Spells / Poems
Black Widow Window
Just off the edge
of the open bathroom window,
eight glistening legs walk down,
delicate as the flakes of soap
floating in my bathwater,
quiet as this space when I close
the door and expect no guests
to enter except
now there are eight glistening legs
entering my field of vision,
spinning a web,and revealing
a red hour glass.
What a venomous beauty
amidst my protected privacy.
She winds her web round corners.
Don't lay your eggs here!
But who am I to tell her she can't.
She's found a private space
with wood, crevices, darkness, and open air.
I lean in. She draws back.
I fear her.
She's made the most intimate place
unsettling
I wonder at her.
Love Poem for a Friend
I wake when she wakes
in another room. Her lamp switches on.
She's cautious not to disturb my morning
solitude. She doesn't know that I'm listening
to her footsteps approach the pot of coffee, thinking
that sound is the first joy of my day—
not the coffee
pot gurgling water through a filter, though I do love that,
but that's not the sound
that brings me the first feeling of joy.
No, it's her
footsteps vibrating through the wooden floors.
I walk into the kitchen.
She's blocking the silverware drawer
as she pours milk into her drink.
She apologizes. Don't say sorry, I want to say,
I love you
but I don't say that. I hold it off
for when the utterance of "love" might make her smile.

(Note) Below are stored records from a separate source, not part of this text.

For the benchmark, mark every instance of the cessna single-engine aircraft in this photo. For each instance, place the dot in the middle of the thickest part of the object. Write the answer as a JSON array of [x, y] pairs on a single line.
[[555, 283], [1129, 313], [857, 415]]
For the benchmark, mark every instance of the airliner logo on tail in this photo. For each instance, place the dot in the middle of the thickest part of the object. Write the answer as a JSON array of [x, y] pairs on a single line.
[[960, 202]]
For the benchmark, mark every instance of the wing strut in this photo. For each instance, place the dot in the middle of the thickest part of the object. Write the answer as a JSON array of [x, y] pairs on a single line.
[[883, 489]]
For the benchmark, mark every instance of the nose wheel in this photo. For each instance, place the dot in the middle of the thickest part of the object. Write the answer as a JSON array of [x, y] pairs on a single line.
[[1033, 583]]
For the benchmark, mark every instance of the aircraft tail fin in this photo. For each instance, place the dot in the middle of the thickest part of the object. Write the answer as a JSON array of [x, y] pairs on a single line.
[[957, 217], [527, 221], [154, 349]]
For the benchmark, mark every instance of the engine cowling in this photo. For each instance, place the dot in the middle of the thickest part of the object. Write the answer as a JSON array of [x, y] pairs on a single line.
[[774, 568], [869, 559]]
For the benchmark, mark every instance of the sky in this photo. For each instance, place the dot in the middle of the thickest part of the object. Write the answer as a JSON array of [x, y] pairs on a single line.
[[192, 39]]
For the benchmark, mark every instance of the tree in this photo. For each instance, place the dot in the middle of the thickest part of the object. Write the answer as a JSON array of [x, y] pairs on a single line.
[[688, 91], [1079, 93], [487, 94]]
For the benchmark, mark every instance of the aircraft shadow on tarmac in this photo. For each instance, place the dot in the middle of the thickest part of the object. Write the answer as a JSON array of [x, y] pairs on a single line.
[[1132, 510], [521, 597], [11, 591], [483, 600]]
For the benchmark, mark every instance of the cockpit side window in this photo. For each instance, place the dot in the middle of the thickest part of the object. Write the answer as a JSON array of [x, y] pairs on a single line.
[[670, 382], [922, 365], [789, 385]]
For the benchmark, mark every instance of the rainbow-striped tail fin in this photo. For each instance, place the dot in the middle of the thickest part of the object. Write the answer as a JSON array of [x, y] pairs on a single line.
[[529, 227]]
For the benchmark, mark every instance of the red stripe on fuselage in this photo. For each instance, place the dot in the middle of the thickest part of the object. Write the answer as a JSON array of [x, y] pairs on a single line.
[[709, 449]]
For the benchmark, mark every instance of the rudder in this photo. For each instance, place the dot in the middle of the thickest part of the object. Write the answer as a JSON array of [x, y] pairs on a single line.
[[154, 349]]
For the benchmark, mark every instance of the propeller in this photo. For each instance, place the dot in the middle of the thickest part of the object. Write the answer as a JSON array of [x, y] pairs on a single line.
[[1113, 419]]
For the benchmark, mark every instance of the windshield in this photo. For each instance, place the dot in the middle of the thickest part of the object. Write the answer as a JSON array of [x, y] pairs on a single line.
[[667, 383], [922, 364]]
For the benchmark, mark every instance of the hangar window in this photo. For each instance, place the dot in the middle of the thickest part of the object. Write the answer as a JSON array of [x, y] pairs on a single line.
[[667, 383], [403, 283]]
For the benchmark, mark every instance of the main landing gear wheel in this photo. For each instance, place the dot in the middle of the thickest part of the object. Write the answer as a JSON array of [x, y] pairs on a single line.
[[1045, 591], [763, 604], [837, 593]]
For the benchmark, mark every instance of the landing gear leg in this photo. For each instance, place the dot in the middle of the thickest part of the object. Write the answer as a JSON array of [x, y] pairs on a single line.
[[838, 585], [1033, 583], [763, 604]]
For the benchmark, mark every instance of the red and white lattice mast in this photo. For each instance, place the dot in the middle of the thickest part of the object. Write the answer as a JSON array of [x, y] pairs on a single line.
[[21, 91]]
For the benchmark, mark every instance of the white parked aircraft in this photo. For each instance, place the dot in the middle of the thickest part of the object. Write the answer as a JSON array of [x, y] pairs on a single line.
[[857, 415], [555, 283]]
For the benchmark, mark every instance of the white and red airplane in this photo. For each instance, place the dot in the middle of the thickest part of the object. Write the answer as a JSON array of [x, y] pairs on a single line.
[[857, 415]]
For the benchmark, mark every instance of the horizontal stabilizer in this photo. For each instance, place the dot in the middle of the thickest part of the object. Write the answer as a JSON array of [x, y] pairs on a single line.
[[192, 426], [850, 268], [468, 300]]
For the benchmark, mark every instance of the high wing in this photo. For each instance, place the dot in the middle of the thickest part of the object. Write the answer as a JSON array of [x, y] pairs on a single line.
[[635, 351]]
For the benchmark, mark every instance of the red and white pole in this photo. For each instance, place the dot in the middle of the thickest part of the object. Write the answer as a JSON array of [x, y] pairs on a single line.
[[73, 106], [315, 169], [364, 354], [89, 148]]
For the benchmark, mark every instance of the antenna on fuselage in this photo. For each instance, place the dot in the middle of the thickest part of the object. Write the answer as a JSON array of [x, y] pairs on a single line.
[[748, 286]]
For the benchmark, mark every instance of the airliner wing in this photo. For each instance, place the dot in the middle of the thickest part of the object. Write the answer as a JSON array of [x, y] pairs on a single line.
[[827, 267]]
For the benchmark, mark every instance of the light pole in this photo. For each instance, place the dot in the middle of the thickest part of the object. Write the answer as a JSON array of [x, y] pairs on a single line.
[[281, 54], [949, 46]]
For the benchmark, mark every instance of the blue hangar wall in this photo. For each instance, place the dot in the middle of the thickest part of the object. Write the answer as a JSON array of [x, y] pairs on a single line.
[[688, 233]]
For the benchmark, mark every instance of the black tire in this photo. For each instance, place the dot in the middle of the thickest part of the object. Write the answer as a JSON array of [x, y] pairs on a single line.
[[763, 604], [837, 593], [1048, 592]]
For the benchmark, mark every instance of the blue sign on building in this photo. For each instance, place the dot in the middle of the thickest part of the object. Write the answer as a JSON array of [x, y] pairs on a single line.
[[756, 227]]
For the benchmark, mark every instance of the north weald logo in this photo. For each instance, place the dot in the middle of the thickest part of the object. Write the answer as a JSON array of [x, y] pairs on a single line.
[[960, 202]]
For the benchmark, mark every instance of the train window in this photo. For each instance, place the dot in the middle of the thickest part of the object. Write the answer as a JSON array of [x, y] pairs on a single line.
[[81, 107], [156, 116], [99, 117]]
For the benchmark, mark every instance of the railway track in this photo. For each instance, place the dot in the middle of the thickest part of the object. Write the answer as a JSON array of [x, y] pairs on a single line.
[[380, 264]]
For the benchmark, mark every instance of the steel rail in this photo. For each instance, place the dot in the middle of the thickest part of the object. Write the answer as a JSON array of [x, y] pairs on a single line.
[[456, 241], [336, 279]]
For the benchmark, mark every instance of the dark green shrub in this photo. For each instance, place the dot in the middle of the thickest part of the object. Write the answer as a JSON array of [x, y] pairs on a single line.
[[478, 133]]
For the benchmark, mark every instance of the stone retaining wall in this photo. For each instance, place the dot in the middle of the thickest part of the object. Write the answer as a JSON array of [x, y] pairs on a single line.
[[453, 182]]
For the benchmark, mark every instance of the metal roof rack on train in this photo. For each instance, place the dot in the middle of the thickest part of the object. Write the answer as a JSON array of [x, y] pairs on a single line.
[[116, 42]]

There's a storm inside of her today.
She's wrapping a blanket around
her shoulders. She's sheltering her head from the rain,
thunder, maybe even lightning. I hear lightning
in the walls. The house hums with electricity
when she walks around, barefoot, trying to find
a book she won't read today,
but will look at and think about. She will say, I didn't read enough.
She will feel it isn't enough. But it is. It is enough.
I watch her with my ears.
Tomorrow we may switch positions.
I may feel sorrow like a storm,
or maybe sorrow like a desert—desolate and bare.
I may curl back into bed in the early afternoon and think
it's too early for me to do this, to sleep, to dream during the day.
She will tell me it's not. It's not too early. It's time.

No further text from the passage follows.